Data inspector: round floats to precision/significant digits

Wishlists for new functionality and features.
Post Reply
Maël
Site Admin
Posts: 1214
Joined: 12 Mar 2005 14:15

Data inspector: round floats to precision/significant digits

Post by Maël »

The basis of this feature request was a mail sent to me:
One comment I had was that the single-precision floating point values are displayed with too many significant digits. For example, a value might be shown as "-0.0149999996647239", but really it only has 6 significant digits and should be shown as -0.015. (Of course, floats are not exact in many circumstances, so it would not be surprising to see "-0.0149998" or something for a different value).

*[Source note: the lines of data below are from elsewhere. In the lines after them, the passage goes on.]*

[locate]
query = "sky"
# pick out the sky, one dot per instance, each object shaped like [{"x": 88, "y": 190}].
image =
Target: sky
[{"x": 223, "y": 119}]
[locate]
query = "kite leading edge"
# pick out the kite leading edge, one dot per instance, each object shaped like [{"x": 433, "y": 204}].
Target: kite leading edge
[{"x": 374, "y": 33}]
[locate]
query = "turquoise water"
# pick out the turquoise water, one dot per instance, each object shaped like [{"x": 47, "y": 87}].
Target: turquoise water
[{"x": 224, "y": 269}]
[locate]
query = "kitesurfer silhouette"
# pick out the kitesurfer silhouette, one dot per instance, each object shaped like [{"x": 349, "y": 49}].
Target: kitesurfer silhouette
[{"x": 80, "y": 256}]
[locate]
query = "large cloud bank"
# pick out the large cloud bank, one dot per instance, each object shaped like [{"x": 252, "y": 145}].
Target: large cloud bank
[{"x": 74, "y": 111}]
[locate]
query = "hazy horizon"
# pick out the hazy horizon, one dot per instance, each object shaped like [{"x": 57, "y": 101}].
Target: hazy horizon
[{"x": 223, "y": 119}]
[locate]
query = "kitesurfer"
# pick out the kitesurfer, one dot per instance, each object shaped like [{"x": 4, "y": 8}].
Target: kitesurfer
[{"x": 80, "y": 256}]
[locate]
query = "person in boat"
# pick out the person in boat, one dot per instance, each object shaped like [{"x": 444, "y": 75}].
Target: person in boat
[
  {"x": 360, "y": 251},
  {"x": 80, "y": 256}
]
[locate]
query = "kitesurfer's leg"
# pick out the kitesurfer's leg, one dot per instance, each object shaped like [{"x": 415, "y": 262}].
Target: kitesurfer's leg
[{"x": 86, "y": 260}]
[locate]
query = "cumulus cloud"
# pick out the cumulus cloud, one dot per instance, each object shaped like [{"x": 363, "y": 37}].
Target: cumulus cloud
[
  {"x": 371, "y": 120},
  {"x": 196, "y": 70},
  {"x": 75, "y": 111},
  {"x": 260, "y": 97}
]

Maybe you could implement a feature to shorten the representation of the single-precision float type, so that unnecessary digits are not shown?

Maël
Site Admin
Posts: 1214
Joined: 12 Mar 2005 14:15

Re: Data inspector: round floats to precision/significant digits

Post by Maël »

Floating point numbers are tricky. Interestingly I have been writing toy programs recently to convert floats to floating point binary strings (not floating point decimal) and back to their IEEE single or double float formats.

This requires more research to be done correctly, for now I'll rely on the Delphi internal StrToFloat/FloatToStr functions.

Some notes follow.


When considering how many digits to display, various factors have to be considered.

One major question is whether round-trip data conversion should merely not introduce errors (i.e., x==StrToFloat(FloatToStr(x)) should be true) and other digits that do not affect this result should be truncated or rounded off.
Or should the actually accurate representation as decimal float be shown, that most closely matches the binary float, even if it would not affect round-trip conversions?

Regarding the first option, Wikipedia (or the referenced paper) claims that:
"If an IEEE 754 single-precision number is converted to a decimal string with at least 9 significant digits, and then converted back to single-precision representation, the final result must match the original number.[5]"
This means: x==StrToFloat(FloatToStr(x)) is true if FloatToStr(x) has at least 9 significant digits.

This site states other values:
https://www.exploringbinary.com/decimal ... t-numbers/

But it also states that for the other round-trip direction only 6 significant digits need to be considered:
If a decimal string with at most 6 significant digits is converted to IEEE 754 single-precision representation, and then converted back to a decimal string with the same number of digits, the final result should match the original string.
This means: x==FloatToStr(StrToFloat(x)) is true if x has at most 6 significant digits and the result or the right hand side has at most 6 significant digits as well.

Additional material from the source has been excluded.